Biden going it alone as the Democratic 2020 front-runner
By BILL BARROW
COLUMBUS, Ohio — The center of presidential politics this weekend is the California Democratic Convention, but Democrats’ 2020 front-runner is almost 2,500 miles away, going it alone.
Joe Biden will headline an LGBTQ civil rights gala Saturday evening in Columbus, Ohio. It’s an appropriate venue for a Democratic White House hopeful on the first day of Pride Month, particularly for the former vice president who endorsed same-sex marriage in 2012 before his old boss, President Barack Obama.
Yet the decision also means Biden passed on the chance to address hundreds of Democratic activists and power players gathered in San Francisco, where 14 of his rivals are spending parts or all of the weekend, California will award more than 400 delegates to the 2020 national party convention — about a fifth of what will be needed to win the nomination.
Biden sent aides in his place.
The Biden campaign says his speech to the Human Rights Campaign gathering proves he wants to have conversations about LGBTQ rights “not just on the coasts of this country, but in the heartland and with any and all Americans.” But Biden aides declined to talk specifically about the decision to go to Ohio instead of California or how it might fit into broader strategy.
The trends, though, are clear: Joe Biden is running his own race at his own pace; and he’s embracing his status atop national and early nominating state polls with an itinerary and message seemingly focused more on a general election matchup with President Donald Trump than on dispatching the 23 other Democrats chasing him in the nomination contest.
His Ohio speech also will target Trump. Aides say the former vice president will blast Trump’s policies on LGBTQ civil rights and tie the issue to Biden’s larger argument “that every American has the right to live with dignity and respect.”
That front-runner’s prerogative isn’t new: Politicians don’t have to follow a pack that they’re leading. But the approach is not without some risk. Biden faces a fractious Democratic base, with plenty of voters questioning both his more moderate record and whether a 76-year-old white man is the best fit for the party today.
And, as the California gathering has shown in its opening hours, some of Biden’s rivals are getting more aggressive toward him, albeit subtly, even as Biden maintains that he will “never speak ill of a Democrat running for president.”
Massachusetts Sen. Elizabeth Warren used her time in California to draw a distinction between herself and Biden, without mentioning his name.

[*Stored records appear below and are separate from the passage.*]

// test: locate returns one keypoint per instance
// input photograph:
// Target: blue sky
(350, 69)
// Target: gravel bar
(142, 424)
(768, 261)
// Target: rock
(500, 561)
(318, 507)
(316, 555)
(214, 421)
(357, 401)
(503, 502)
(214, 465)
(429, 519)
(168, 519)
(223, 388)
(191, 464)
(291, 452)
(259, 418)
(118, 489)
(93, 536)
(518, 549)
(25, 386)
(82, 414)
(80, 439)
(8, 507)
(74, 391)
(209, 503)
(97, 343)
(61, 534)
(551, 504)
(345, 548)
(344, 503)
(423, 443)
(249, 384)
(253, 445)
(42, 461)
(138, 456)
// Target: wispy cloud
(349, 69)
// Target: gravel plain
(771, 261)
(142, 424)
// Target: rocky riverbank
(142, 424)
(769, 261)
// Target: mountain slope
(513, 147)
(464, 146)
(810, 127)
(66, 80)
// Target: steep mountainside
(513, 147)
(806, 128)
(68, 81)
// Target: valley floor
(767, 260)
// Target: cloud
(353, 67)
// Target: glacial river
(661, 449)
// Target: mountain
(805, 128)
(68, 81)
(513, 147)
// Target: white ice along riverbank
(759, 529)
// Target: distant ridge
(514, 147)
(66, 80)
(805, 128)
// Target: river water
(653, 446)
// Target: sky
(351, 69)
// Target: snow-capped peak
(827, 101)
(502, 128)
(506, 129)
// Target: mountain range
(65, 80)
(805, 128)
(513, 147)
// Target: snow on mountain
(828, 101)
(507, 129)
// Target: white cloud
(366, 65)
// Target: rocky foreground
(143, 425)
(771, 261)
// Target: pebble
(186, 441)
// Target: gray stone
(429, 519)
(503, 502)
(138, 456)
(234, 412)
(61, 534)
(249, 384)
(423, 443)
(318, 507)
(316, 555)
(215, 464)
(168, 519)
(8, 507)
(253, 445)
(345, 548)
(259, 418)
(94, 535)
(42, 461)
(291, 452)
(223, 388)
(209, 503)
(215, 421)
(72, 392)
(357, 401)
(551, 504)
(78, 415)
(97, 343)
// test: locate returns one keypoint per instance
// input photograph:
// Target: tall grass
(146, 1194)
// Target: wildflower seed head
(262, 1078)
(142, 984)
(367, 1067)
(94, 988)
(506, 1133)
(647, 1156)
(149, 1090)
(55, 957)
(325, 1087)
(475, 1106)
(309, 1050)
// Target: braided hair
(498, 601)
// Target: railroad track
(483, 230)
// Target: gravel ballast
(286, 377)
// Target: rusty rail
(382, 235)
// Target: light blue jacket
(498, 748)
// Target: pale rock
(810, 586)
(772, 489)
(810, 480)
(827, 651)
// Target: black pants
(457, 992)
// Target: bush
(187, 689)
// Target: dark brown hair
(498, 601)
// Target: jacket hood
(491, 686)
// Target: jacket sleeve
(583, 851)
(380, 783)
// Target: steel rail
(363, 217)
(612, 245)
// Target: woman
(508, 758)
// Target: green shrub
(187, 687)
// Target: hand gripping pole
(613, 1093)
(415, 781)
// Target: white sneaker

“Some Democrats in Washington believe the only changes we can get are tweaks and nudges. If they dream at all, they dream small. Some say if we all just calm down, the Republicans will come to their senses,” Warren said, an allusion to Biden’s recent prediction that Republicans will have “an epiphany” once Trump is no longer president.
After skipping California, Biden is expected to miss an Iowa state party dinner that will draw a gaggle of candidates next weekend. He’s scheduled to be in the state two days later with his own itinerary.
Biden’s also expected to miss an upcoming South Carolina economic forum focused on the African American community, though he will be in the state the following weekend for the state party convention.
He has yet to do a cable news town hall, as many of his rivals have done or have scheduled with a major television network.
Associated Press reporter Nicholas Riccardi contributed from San Francisco.